Na penúltima semana de dezembro, o jornal Extra publicou uma série de quatro reportagens sob o título de “Os mitos do crack”. Dentre as promessas estampadas na capa da edição que inaugurou a série, na segunda-feira (17/12), constava a desconstrução dos lugares-comuns que afirmam que a “maioria dos viciados morre pelo uso da droga” e que a “internação compulsória resolve o problema.”
O que parecia uma tentativa de mostrar um discurso diferenciado frente à cruzada contra o crack visível na mídia hegemônica acabou por ser apenas uma confirmação do que já é dito, repetidamente: o crack destrói a identidade dos usuários, reduzidos a animais em meio a uma violência que não só os afeta, mas também a toda a sociedade. A solução, apresentada na quinta-feira (20/12), é a aplicação de medidas imediatas e autoritárias. Não poderia deixar de ser. A progressão dos assuntos ao longo da semana conduz o leitor por uma realidade de violência e sofrimento que tende a aumentar se não houver uma ação incisiva sobre a epidemia que se alastra.
A reiteração dos mitos
O primeiro “mito” derrubado pela série de reportagens, assinadas pelas jornalistas Paolla Serra e Carolina Heringer, é de que a venda do crack não é rentável para os traficantes. Resta saber se algum dia alguém imaginou que as facções criminosas distribuiriam qualquer droga por caridade. É a lei do mercado, seguida à risca no caso da venda de entorpecentes: se existe um público-consumidor, e se o preço permite pagar a matéria-prima e garantir uma margem de lucros satisfatória, o produto permanece em circulação. Se o crack não movimentasse dinheiro, não haveria motivos para sua venda.
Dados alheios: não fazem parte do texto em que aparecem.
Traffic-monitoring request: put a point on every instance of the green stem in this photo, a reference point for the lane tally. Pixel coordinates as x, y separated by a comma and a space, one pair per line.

O segundo “mito” do qual se ocupam as reportagens trata da animalização dos usuários da droga. O crack modifica a identidade, faz com que o indivíduo passe a “ter reações animais”, e para manter o vício o usuário se torna capaz de qualquer coisa, inclusive cometer crimes. Novamente não se trata de uma desmistificação, já que esse discurso é cansativamente reiterado pela grande mídia.
Mas os “mitos” continuam a ser desvendados: a droga age em questão de segundos; a droga causa um pequeno apagão cerebral que impede o indivíduo de pensar; sob o efeito da droga, os viciados não conseguem nem mesmo lembrar de seu próprio nome. A droga tem efeitos imediatos, que incluem a perda de peso, alterações na pele e dentes destruídos (talvez fosse o caso de perguntar o que significa exatamente um “efeito imediato”, e se os usuários murcham instantaneamente após usarem a droga uma única vez). O vício em crack é um perigo, para a sociedade e para quem usa, já que mais da metade morre assassinada.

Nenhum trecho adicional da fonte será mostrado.